Adapting from a similar role in U.S., the CIO will be the administrator of the electronic government evolution in Nigeria. The position will be appointed by the President and will oversee national technology spending, federal IT policy, and strategic planning of all national IT investments. The NCIO will be charged with establishing a government-wide enterprise architecture that ensures system interoperability, information sharing, as well as maintain effective information security and privacy controls across the Federal Government.

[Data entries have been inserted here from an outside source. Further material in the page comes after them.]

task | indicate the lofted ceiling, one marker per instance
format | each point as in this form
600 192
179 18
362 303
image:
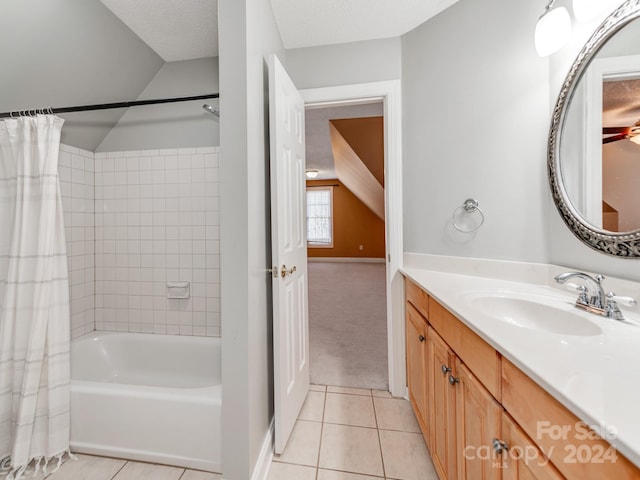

Besides, the incumbent will make sure that the Nigerian government buys software license as one entity instead of disparate ways government agencies acquire them today. So, instead of each ministry and agency wasting money on direct purchases of software licenses, Federal Republic of Nigeria can acquire the licenses, and then share (adding more user base where necessary) with MDAs (ministries, departments and agencies). That is one way of saving cost which the Ministry of Finance has not considered. There are many other ways, if only the nation sees the big picture.
If Data is the new oil, Nigeria needs to be prepared for that data future. Yes, we cannot use the structure for the “old oil” for the “new oil”.